El gusto por los cuchillos de carnicería no es, como el clásico kris malayo, un signo de identidad nacional y religiosa, al menos no en Londres, ya que los jóvenes criminales son británicos, belgas o franceses. Hijos de la comida basura y el heavy metal. Nacidos en los países que acogieron a sus familias.  Es el degüello lo que entusiasma al ISIS y a sus admiradores aquí, el derramar sangre infiel para ganar adeptos entre los adictos al terror. Y es ese tipo de crimen lo que se imita, además del atropello con vehículos civiles. Tal vez Corbyn continúe pensando que es Occidente el que motiva esos crímenes, tal vez facilite sin saber la labor de los asesinos. Que siga pensando eso-que Occidente es culpable- mientras el filo siniestro se acerca a su garganta. No lo querrán más por ser comprensivo con los criminales.  Es erróneo pensar que estamos ante una historia de buenos y de malos. Ellos han escogido nuestro fin y algunos cándidos idiotas  de raza blanca lo aplauden. Hay infinidad de muertos en vida, de mumias en los suburbios de las grandes ciudades europeas y americanas, y esos muertos son reclutados para aumentar el número de difuntos, no para beneficiar a la Humanidad. Así, pues, que podríamos hablar de una peste islamista que irrumpe  cada pocos meses aquí y allá para sembrar explosiones y eliminar el mayor número de cruzados posibles. O sea que estamos ante un caso de Salud Pública.
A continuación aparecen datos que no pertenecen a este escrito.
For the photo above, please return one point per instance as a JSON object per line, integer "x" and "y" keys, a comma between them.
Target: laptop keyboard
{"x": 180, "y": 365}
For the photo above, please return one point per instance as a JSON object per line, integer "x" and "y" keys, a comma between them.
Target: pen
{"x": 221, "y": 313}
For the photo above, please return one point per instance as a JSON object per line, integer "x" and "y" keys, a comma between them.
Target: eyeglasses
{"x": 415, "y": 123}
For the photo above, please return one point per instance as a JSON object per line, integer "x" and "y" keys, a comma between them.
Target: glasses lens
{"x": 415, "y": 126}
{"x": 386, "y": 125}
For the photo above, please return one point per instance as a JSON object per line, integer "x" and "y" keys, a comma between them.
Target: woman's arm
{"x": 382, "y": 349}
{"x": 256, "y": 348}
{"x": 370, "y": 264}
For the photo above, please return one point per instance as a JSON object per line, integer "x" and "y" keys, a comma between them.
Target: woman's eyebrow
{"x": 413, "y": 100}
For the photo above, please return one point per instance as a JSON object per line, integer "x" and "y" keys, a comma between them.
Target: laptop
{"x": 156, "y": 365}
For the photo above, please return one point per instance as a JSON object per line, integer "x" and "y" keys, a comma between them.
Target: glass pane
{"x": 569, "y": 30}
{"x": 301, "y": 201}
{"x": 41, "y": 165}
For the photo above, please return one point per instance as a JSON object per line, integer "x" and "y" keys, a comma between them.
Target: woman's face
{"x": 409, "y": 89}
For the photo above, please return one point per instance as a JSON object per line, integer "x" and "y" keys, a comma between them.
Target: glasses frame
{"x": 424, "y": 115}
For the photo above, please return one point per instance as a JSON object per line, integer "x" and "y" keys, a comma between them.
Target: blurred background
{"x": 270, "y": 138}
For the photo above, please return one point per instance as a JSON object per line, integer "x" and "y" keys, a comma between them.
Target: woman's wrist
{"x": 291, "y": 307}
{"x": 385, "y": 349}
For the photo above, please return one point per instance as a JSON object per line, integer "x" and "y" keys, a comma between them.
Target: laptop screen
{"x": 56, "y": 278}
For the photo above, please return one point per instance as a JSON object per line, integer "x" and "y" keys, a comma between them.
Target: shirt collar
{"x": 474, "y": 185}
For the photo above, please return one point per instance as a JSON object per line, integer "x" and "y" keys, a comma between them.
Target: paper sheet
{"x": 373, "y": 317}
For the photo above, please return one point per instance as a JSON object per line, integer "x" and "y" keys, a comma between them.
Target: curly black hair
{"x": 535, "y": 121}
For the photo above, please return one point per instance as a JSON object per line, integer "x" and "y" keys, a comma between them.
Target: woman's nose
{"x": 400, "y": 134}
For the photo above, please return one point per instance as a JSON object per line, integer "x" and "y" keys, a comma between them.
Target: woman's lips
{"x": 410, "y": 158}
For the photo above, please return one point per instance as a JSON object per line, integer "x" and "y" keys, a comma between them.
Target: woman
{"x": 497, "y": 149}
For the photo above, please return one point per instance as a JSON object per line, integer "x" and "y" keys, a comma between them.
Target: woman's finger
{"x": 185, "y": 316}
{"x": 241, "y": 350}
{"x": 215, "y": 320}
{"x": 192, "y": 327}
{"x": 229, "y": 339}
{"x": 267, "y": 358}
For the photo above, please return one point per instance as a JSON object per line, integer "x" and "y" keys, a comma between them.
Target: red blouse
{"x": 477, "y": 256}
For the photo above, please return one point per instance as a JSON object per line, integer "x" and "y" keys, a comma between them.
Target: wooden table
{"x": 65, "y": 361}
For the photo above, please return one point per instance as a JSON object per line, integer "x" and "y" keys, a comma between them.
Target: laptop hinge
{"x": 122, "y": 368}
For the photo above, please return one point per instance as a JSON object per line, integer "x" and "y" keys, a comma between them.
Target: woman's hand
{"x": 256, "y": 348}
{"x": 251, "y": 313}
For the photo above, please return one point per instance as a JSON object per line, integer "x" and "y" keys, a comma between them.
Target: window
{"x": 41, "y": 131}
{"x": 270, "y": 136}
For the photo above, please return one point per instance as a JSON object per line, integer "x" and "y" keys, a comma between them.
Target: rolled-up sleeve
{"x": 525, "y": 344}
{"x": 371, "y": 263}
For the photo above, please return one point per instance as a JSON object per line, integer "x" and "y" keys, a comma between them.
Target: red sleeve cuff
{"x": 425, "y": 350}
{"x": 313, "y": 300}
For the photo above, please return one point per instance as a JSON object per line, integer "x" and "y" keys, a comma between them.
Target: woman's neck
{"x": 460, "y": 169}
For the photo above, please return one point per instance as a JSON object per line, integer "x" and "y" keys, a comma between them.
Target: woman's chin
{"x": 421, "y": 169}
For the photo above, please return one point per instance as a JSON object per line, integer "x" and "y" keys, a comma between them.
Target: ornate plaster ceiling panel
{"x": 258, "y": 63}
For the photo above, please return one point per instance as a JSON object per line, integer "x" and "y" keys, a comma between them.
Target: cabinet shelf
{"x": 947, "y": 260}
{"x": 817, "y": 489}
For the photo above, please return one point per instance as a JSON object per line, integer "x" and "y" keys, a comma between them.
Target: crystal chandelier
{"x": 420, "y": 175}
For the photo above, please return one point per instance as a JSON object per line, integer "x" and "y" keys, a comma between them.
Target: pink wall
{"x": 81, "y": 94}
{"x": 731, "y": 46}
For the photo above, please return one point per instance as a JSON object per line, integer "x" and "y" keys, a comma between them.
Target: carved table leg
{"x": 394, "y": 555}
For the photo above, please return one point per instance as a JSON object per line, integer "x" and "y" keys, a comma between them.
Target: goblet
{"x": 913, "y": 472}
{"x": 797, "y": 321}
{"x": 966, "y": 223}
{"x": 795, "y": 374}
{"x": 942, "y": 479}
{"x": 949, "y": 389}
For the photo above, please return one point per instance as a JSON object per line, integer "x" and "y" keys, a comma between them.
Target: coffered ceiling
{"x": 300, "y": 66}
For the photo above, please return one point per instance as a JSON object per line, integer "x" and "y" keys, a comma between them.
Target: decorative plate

La OMS debería terciar en el asunto y señalar los lugares en donde las infecciones de esas mumias amenazan, palabras y sermones mediante, contagiarnos de un mal incurable: una estupidez inane, el virus de la parálisis emocional que destruye, a más del amor propio, los valores fundadores de nuestra cultura. Pero me temo que en la civilización de los selfies y el espectáculo gusta más llevar flores y encender velas al día siguiente del sacrificio, que  fabricar vacunas efectivas contra el mal terrorista que nos acecha. El terrorismo islamista es, pues, una enfermedad, no una vocación justa. Que nuestra vida y la de nuestros hijos dependa de la voluntad necrófila de esos locos sueltos, no es un mal necesario. Es una negligencia atroz.